More tax reforms are on the 2012 agenda as part of China’s “positive fiscal policies” intended to restructure and balance the economy.

An important part of the plan involves five tax reforms: a pilot program for the value-added tax; one to the property tax; adjusting the scope and structure of the consumption tax; expanding resource tax reform and studying the feasibility of an environmental tax.

Value-added tax reform, or replacing the turnover tax with a value-added tax, will see its first pilot program in Shanghai starting on Jan 1, 2012.

“This move would resolve the issue of duplicate taxes and lower the tax burden, especially for the service sector,”Liu Shangxi, deputy director of the finance ministry’s Research Institute for Fiscal Science, told China Daily.

Liu said it hasn’t been decided whether the property tax pilot program in Shanghai and Chongqing would be extended to more areas or nationwide, but the tax would continue to serve as a means of regulating the housing market rather than a new source of fiscal revenue.

“As for the consumption tax, the key of the reform lies in changing the scope of assessment. For example, to redefine ‘luxury goods’ by moving some cosmetics products off the list,” Liu said.

China also shifted the basis of the oil and natural gas tax to value nationwide from volume, which raised the tax rate by about 10 times.

“There will be more resources, such as coal, to be taxed by value of production because easing inflation gives more room for tax reform,” said Liu.

Environmental taxes, such as a carbon tax, are still in the research phase and will not necessarily be implemented in the next year, but such taxes will eventually replace some administrative fees, Liu added.

These tax cuts will spur consumption, without disastrous consequences triggered by a record 17.5 trillion yuan($2.8 trillion) of lending in 2009 and 2010 that funded infrastructure projects and real-estate speculation.

Meng Chun, a senior researcher with the State Council’s Development and Research Center, said in a research note that more such tax preferences should be directed toward smaller businesses to help them move up the value chain and withstand the global downturn.

Tax burdens on the agricultural and processing sectors should also be eased to stabilize food prices and ease inflationary pressure, Meng said.

Fiscal revenue reached 9.73 trillion yuan by the end of November 2011, up 26.8 percent year-on-year.

Boosts domestic demand

Policymakers stressed the importance of boosting domestic demand to accelerate the transformation of the growth model toward a more consumption-driven one against the backdrop of weak external demand.

There will be more efforts to boost domestic consumption.
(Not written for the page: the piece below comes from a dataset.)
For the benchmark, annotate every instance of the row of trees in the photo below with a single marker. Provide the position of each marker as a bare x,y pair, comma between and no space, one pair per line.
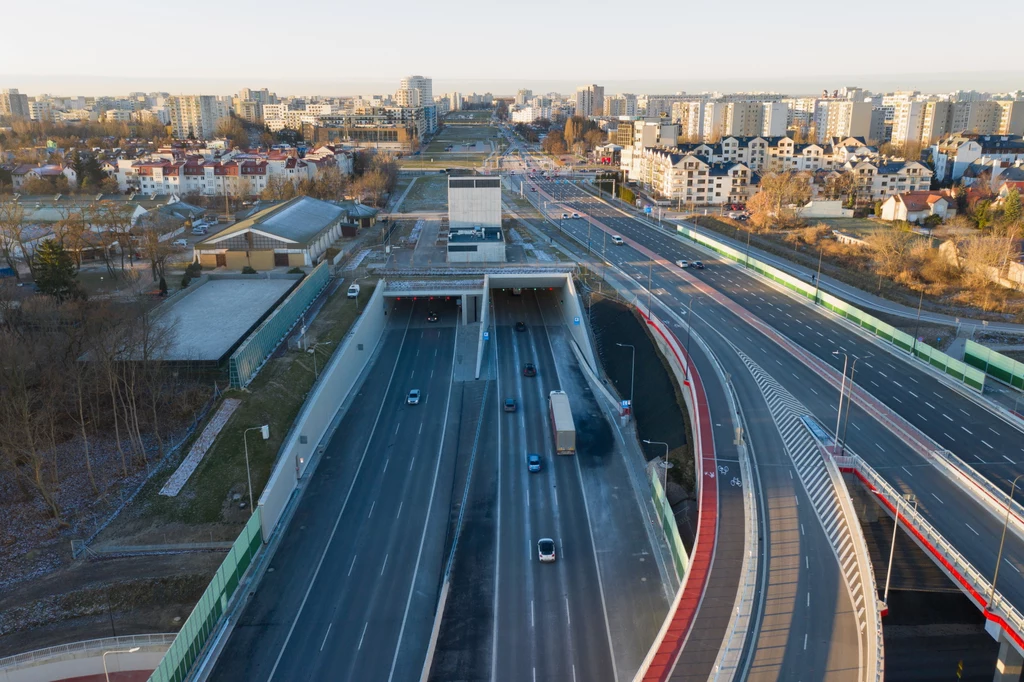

China will continue to increase the earnings of lowincome families and build a stronger middle-class. At the same time, it will deepen education and medical reforms to keep more spending money in people’s pockets.

“If the country can spur domestic demand, especially domestic consumption, it will get inexhaustible growth momentum,” said Yao Jingyuan, a special researcher with the Councillor’s Office of the State Council, or China’s Cabinet.

The Chinese leadership reiterated their commitment to boost imports in order to balance trade.

The Ministry of Finance said that from 2012 China will reduce import taxes for 730 categories of goods including energy resources, parts and components of strategic emerging industries and daily necessities that could promote consumption.

The move is likely to find favour with European and US exporters, who have long complained about the trade surplus China has been running.